Gerbino et al reported a case of IMA psedoaneurysm in a patient six months after Le Fort I fracture [4]. Facial fractures are also found to have late vascular complications and warrant frequent follow-ups [6, 7]. In our case, even though the cause of epistaxis was iatrogenic in nature, we believe that the initial facial trauma was the likely cause of pseudoaneurysm. Another explanation is the manipulation of facial bones during facial reconstruction surgery which might injure the right sphenopalatine artery causing pseudoaneurysm formation.
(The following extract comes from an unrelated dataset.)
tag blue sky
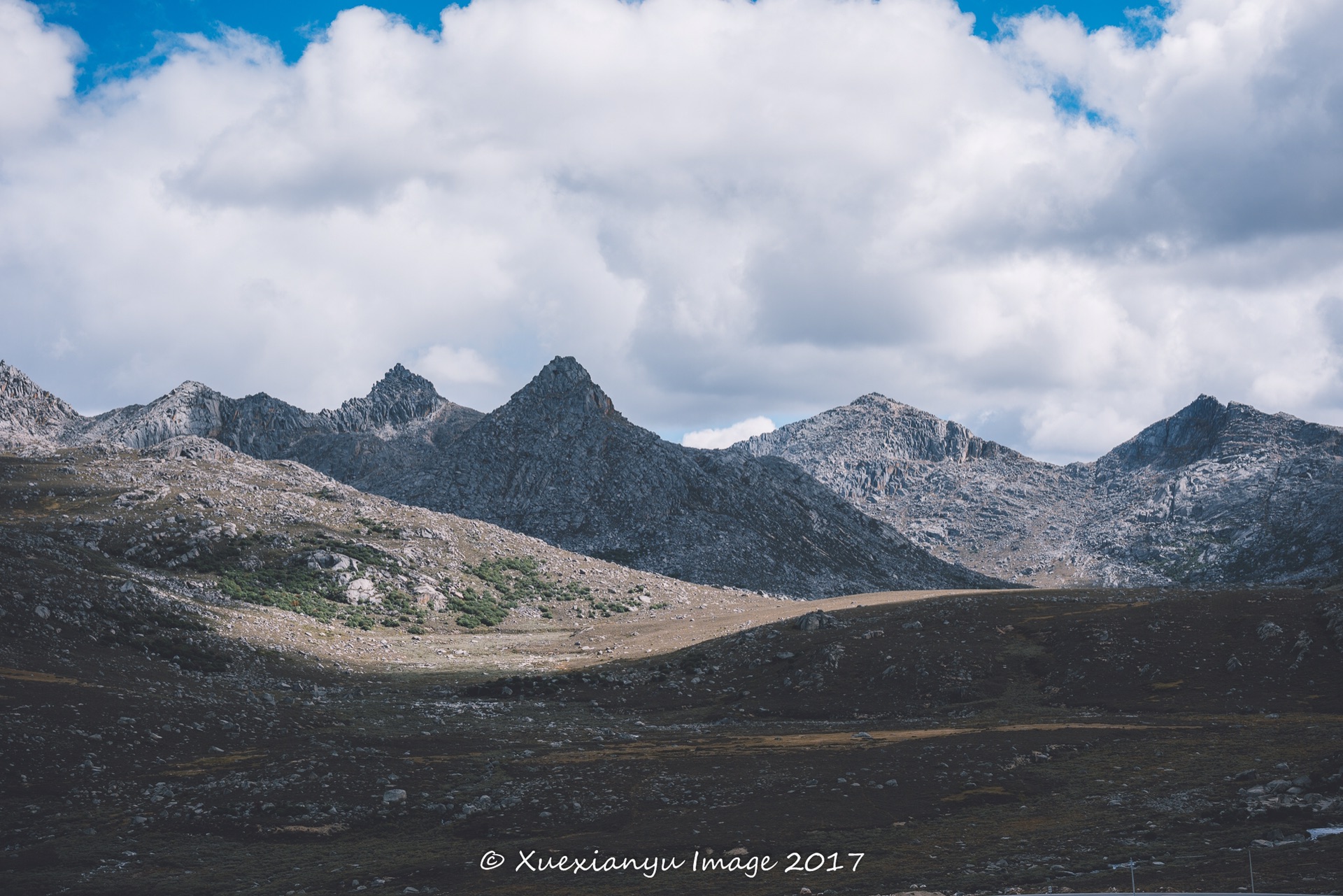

Imaging must be done to investigate the cause of bleeding especially in a postoperative patient. According to Procopio et al, while investigating the cause of major bleeding after Le Fort osteotomy, angiography is the diagnostic examination of choice [8]. They also described plain CT without contrast to be useful in defining the bone anatomical change, side of pathology and vessel relationship. A CT scan with contrast will be able to give detailed information on the pathological anatomy [8]. In this case, after the second episode of bleeding, we decided to proceed with CT angiogram as the history of trauma and previous operation were significant enough to suggest a bleeding pseudoaneurysm. Some authors reported that although the diagnosis of IMA pseudoaneurysm is best obtained with angiography, contrast enhanced CT is useful enough to establish the site of pseudoaneurysm if it is more than 1 cm in size [9]. This will help to guide the interventional
radiologist or vascular surgeon to selectively embolize the affected vessel. The objective in treating pseudoaneurysm is to obtain proximal and distal control before the aneurysm is excised [4]. However, currently the pseudoaneurysm is better treated by endovascular embolization using a catheter, which is most of the time performed by an interventional radiologist [2]. Few agents can be used to embolize the involved vessels such as polyvinyl alcohol foam, gel foam, steel coils, methyl methacrylate and silicone spheres [5]. Embolization does require an experienced interventional radiologist. It may also cause serious neurological complications such as ophthalmoplegia, facial paralysis and hemiplegia at rates of 0–8% [10]. Rodesch et al encountered complications of 0.4% and 1% permanent and transient complications secondary to chemoembolization for epistaxis. About 0.4% of his cases developed nasal septum necrosis [11]. Ntomouchtsis et al reported a complicated and unfortunate case of right IMA post-embolization for epistaxis of a patient that developed left-sided hemiparesis and right-sided facial nerve paresis, followed by ulceration and necrosis of the soft palate, nasal septum, and right nasal ala [12]. This shows that although complications of selective embolizations are rare, there is potential for extensive and debilitating complications. In our case, there was no incidence of complications or rebleeding after the embolization and initial embolization was successful. In summary, we present a case of pseudoaneurysm which was diagnosed postoperatively and the etiology of pseudoaneurysm could have been an operative complication or previous history of facial fracture. Pseudoaneurysm was diagnosed with CT angiography and was treated with chemoembolization of the involved artery with good results.